How Come Bacteria Never Seem to Evolve Resistance to Bleach?

It’s essentially doing to bacteria what Jesse Pinkman did to that dead guy in the bathtub.

Laundromat on North Lombard Street. (Brian Burk)

We’ve all heard that bacteria are becoming resistant to all our antibiotics and it’s a huge problem. That said, at my job we still sanitize surfaces with the same old chlorine bleach solution folks have been using for at least 50 years. How come bacteria never seem to evolve resistance to that? —The Bleach Boys

Fifty years is an understatement, Boys. Pioneers like Dr. John Snow were using chlorine bleach to disinfect contaminated water as early as the 1850s. (Snow also invented epidemiology, discovered the cause of cholera, and hipped British surgeons to a radical new concept called “anesthesia”—not bad for a guy whose name is synonymous with knowing nothing.)

To explain the difference between antibiotics and bleach, let me tell you about my car. Old Hondas are notoriously easy to steal, so I’ve modified mine with a relay that interrupts a circuit the car needs to start. It’s a minor change, but it ensures that no one but me can start the car.

Antibiotics are like that relay: They’re designed to attack one critical system very efficiently while leaving everything else intact. It’s a nice, targeted, non-invasive way of attacking the problem—but of course, if the bacteria (or the car thieves) figure out a way around your little stratagem, it’s back to square one.
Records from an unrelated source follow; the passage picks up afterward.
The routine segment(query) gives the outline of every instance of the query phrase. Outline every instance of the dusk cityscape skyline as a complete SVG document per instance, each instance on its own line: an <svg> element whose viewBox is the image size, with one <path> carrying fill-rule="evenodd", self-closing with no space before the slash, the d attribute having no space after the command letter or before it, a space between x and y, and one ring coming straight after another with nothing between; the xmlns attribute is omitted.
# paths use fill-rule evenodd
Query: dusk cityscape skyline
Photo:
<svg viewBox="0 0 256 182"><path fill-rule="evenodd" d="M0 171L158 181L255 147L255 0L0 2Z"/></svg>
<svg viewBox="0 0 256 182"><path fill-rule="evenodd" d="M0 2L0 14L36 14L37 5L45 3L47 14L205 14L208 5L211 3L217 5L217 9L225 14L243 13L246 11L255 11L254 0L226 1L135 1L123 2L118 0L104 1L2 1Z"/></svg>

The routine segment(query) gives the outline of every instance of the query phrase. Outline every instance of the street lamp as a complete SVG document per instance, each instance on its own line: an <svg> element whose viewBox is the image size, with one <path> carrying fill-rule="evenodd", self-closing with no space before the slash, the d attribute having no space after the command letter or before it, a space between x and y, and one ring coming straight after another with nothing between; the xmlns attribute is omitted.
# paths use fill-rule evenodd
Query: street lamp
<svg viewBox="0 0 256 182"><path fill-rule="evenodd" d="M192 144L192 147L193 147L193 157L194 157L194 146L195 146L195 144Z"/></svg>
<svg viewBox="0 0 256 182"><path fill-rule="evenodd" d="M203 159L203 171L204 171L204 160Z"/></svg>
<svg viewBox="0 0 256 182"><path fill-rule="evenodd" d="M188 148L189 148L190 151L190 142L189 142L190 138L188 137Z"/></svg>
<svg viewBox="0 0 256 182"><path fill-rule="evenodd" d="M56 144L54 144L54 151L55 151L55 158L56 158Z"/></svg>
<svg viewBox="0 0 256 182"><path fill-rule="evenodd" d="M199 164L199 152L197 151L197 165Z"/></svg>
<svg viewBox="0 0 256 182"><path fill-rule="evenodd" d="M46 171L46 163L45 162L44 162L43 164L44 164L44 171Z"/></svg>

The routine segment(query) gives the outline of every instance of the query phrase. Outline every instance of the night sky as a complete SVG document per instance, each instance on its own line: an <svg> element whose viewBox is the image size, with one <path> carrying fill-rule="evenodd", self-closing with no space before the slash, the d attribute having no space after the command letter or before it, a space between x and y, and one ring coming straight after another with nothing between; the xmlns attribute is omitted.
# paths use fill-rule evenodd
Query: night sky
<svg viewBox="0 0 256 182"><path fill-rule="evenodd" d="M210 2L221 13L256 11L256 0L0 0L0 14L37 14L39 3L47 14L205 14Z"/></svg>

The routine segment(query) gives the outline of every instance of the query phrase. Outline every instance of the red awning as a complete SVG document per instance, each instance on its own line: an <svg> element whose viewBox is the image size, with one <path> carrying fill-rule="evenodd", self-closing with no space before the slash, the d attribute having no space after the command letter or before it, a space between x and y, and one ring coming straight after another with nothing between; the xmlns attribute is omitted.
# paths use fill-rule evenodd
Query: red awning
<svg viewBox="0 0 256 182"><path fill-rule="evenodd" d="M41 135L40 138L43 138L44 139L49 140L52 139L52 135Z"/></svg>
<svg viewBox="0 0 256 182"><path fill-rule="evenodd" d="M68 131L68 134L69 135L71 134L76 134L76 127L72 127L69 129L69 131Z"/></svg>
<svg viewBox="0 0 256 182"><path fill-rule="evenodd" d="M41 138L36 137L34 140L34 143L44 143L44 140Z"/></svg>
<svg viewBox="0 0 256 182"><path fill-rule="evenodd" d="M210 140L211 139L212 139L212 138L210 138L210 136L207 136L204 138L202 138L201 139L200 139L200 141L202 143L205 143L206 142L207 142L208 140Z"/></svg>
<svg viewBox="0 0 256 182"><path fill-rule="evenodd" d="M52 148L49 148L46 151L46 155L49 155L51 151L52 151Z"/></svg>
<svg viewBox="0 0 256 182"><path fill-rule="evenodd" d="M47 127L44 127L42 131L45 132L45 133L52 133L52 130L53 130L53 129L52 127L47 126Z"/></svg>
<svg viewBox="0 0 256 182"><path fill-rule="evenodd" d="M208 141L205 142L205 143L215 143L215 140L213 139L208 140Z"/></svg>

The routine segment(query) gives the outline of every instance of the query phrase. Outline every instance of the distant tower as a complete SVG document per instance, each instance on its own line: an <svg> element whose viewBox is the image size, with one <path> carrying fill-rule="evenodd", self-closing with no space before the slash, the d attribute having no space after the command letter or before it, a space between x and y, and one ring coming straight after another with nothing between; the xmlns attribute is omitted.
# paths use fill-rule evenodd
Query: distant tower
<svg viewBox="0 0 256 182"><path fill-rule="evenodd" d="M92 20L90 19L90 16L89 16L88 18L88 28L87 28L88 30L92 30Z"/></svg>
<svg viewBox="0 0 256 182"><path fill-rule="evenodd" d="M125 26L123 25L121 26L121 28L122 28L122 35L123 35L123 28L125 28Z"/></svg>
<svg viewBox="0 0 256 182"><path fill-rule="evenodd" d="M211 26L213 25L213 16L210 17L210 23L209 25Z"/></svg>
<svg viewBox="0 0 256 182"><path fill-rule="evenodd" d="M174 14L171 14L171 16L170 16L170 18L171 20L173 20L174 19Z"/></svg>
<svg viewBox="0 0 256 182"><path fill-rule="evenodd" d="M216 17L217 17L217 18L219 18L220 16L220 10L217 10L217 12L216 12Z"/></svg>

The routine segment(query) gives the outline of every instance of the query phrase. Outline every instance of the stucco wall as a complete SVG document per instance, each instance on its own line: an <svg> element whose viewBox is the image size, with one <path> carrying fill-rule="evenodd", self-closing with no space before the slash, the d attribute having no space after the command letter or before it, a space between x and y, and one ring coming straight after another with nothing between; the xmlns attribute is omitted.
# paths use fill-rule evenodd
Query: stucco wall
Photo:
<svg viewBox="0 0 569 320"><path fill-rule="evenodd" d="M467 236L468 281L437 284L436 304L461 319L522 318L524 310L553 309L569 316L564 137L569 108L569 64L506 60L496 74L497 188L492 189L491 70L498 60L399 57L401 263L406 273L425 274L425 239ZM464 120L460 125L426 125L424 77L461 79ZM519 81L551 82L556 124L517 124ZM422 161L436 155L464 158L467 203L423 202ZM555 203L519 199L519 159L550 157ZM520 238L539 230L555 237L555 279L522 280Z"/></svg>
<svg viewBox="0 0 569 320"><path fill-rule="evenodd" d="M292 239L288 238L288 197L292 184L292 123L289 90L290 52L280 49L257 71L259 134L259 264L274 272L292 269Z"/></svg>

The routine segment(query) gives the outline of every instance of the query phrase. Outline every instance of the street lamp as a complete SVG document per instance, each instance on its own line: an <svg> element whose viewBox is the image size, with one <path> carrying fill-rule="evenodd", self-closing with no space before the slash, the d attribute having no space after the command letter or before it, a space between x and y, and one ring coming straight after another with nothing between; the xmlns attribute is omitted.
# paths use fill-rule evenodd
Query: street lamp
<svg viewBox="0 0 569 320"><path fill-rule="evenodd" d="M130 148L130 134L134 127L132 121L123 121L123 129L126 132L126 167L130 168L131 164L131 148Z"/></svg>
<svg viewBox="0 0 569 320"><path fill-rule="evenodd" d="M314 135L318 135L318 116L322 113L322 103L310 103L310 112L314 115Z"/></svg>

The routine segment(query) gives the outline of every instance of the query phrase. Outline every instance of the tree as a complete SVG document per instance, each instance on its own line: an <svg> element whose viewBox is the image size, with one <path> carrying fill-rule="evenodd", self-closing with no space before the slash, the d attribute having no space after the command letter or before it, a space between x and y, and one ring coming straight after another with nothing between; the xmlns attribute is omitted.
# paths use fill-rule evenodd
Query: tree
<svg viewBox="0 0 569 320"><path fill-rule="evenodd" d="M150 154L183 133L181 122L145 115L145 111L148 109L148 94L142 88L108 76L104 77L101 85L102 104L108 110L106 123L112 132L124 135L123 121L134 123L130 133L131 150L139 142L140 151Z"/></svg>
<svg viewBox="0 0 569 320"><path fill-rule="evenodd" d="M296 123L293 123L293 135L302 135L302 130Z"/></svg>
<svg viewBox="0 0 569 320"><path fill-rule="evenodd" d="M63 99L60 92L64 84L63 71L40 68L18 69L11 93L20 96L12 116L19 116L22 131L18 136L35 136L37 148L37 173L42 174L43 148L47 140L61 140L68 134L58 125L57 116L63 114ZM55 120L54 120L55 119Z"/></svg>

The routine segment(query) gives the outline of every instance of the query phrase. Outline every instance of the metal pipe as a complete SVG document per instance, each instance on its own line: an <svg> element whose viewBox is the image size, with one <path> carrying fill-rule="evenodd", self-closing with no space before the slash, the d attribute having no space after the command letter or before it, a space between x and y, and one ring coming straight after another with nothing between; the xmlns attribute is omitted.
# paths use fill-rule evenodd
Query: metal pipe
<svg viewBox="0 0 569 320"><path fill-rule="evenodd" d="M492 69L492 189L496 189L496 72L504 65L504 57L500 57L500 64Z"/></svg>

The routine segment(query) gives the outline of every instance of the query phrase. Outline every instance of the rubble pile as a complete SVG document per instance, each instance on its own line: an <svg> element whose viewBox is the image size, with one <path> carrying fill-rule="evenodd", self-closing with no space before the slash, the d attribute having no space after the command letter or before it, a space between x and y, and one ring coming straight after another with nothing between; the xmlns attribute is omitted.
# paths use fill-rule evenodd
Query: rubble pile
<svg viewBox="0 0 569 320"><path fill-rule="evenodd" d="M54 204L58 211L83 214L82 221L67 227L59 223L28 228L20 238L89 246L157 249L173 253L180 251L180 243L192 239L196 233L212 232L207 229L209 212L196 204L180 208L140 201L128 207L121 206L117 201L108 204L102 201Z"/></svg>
Bleach works differently. If antibiotics are like keeping your car from getting stolen by using a secret kill switch, bleach is like keeping your car from getting stolen by blowing it up with a small nuclear bomb. Sure, your entire neighborhood may be a smoking pool of molten glass, but try getting that Honda now, you dirty tweakers!

In other words, bleach destroys cells—including yours—indiscriminately. This is great when you’re trying to sterilize an operating table, but not so hot when you’re trying to clear up a 6-year-old’s eye infection. (It’s also why curing COVID by injecting Clorox directly into your veins doesn’t work.)

Still, it’s precisely this “Kill ‘em all; let Dr. Fauci sort ‘em out” attitude that has made bleach so enduringly effective. It doesn’t need to focus on any particular system or process; it’s strong enough to chemically dismantle any protein or lipid structures the cell might be made of, essentially doing to bacteria what Jesse Pinkman did to that dead guy in the bathtub in Breaking Bad. Good luck evolving resistance to that.